The victims of the October 2016 assault, who publicly identified themselves as Caroline Schroeder and Elizabeth Andries, were outraged by Sanders’ sanctions, with Schroeder slamming them as ‘worthless.’
Andries expressed her frustration with Sanders in an interview with Husch Blackwell.
‘He . . . makes you go through the whole report again and tries to find . . . inaccuracies or something. I don’t know what the point of him was,’ she was quoted in the report as saying. ‘He was like, “so at one time you said you were in the back of the bus and in the other time you said you were in the middle back, so which one was it?” And I was, like, I don’t think that matters.’
Andries also said that in the course of her conversation with Sanders, he asked her if she was on drugs at the time of the assault.
Interim President Tom Galligan offered public apologies to victims and said he intends to strengthen how the university handles sexual misconduct complaints
‘And I was like, would it have mattered at this point? And he was just like, well, I find it hard to believe that, you were on a public bus with people,’ she recounted. ‘And I was like, well, me too.’
The woman also claimed that she shared with Sanders that a friend of hers also had been assaulted by the same fraternity member, but the administrator allegedly never contacted that woman – a claim Sanders denied to USA Today.

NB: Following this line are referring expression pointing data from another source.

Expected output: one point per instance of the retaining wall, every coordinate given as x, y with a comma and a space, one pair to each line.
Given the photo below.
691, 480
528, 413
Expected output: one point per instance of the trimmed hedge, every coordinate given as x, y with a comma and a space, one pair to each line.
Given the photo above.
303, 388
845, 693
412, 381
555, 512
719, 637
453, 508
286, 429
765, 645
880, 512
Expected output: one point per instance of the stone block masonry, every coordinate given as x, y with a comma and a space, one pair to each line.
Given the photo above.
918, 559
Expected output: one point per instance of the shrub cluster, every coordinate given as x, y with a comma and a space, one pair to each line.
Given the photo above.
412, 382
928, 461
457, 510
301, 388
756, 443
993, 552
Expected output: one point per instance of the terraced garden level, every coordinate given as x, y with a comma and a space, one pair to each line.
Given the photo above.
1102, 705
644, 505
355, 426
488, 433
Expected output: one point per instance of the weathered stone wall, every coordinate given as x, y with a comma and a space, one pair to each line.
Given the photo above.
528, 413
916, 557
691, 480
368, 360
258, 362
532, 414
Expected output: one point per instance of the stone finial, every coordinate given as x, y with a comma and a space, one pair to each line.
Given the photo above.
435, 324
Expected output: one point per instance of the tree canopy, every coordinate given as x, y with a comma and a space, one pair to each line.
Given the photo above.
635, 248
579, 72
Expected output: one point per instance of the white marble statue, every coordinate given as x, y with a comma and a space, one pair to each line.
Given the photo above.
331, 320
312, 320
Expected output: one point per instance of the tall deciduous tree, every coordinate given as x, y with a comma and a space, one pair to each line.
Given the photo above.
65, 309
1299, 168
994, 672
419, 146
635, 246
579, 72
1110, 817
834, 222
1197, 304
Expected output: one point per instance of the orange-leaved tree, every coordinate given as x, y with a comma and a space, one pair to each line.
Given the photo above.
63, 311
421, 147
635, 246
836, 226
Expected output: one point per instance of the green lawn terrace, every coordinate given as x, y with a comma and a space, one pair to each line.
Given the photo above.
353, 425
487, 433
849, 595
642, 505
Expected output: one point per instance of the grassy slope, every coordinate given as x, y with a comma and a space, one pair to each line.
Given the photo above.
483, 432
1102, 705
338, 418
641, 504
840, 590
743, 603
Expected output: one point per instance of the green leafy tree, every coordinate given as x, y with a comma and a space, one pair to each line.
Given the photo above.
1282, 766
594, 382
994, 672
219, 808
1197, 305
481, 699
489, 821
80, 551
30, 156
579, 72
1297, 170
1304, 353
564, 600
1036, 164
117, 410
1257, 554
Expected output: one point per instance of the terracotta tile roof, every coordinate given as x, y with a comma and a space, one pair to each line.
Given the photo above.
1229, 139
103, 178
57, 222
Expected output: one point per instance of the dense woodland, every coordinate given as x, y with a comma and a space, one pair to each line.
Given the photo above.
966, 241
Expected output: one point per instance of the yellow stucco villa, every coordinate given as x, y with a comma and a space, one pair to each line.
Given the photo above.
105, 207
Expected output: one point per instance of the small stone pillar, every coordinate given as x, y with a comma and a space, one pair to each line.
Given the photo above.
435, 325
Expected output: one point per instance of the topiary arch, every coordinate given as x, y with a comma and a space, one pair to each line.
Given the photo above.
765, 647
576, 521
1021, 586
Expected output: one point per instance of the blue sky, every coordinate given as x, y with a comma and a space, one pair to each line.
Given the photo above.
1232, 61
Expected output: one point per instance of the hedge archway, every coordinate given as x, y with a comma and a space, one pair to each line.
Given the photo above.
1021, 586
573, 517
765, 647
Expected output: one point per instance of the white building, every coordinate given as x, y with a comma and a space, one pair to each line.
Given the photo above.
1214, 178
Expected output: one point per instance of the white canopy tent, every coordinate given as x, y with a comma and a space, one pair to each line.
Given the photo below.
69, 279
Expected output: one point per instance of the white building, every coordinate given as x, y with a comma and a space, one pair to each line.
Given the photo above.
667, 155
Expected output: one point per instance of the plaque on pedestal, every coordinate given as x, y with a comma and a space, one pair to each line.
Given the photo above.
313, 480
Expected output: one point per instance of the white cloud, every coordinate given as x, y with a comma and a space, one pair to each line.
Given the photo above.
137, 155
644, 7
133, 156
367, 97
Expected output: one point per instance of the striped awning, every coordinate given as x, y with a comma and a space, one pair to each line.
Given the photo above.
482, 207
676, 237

Husch Blackwell said in the report that, based on LSU’s Outcomes Guide, Sanders should have at least suspended the fraternity member because he’d been found responsible for two separate sexual misconduct violations.
The exhaustive report also highlighted Sanders’ response to the Drake Davis case, finding it ‘too passive.’
It criticized the LSU official for charging Lewis, the victim of Davis’ beatings, with housing rules violations related to the presence of a candle and wine in her on-campus apartment.
Sanders told Husch Blackwell that holding Lewis responsible for violating Residential Life policies was a way of trying ‘to engage’ with her, ‘to try and address the behavior with Drake.’ Husch Blackwell slammed this approach as ‘misguided.’
The report stated: ‘disciplining a victim of dating violence for having a candle in her room—which was discovered through an investigation into a report of dating violence—sends a troubling message to victims of abuse and misconduct which does not encourage reporting to the University.’
Attorney Scott Schneider, who led the Husch Blackwell review, said that while LSU does not have a monopoly on mishandling sexual misconduct cases, the university ‘has been very slow to develop policies and infrastructure and personnel that was really required’ to ensure compliance with federal Title IX laws. Those laws deal broadly with gender equity in education and also apply to instances of sexual violence or harassment at educational institutions.
Interim President Galligan offered public apologies to victims and said he intends to act on all 18 recommendations in the report on how to strengthen how the university handles sexual misconduct complaints campus-wide. Those recommendations called for everything from clarification of policies and protocols to increases in staffing and departmental reorganizations.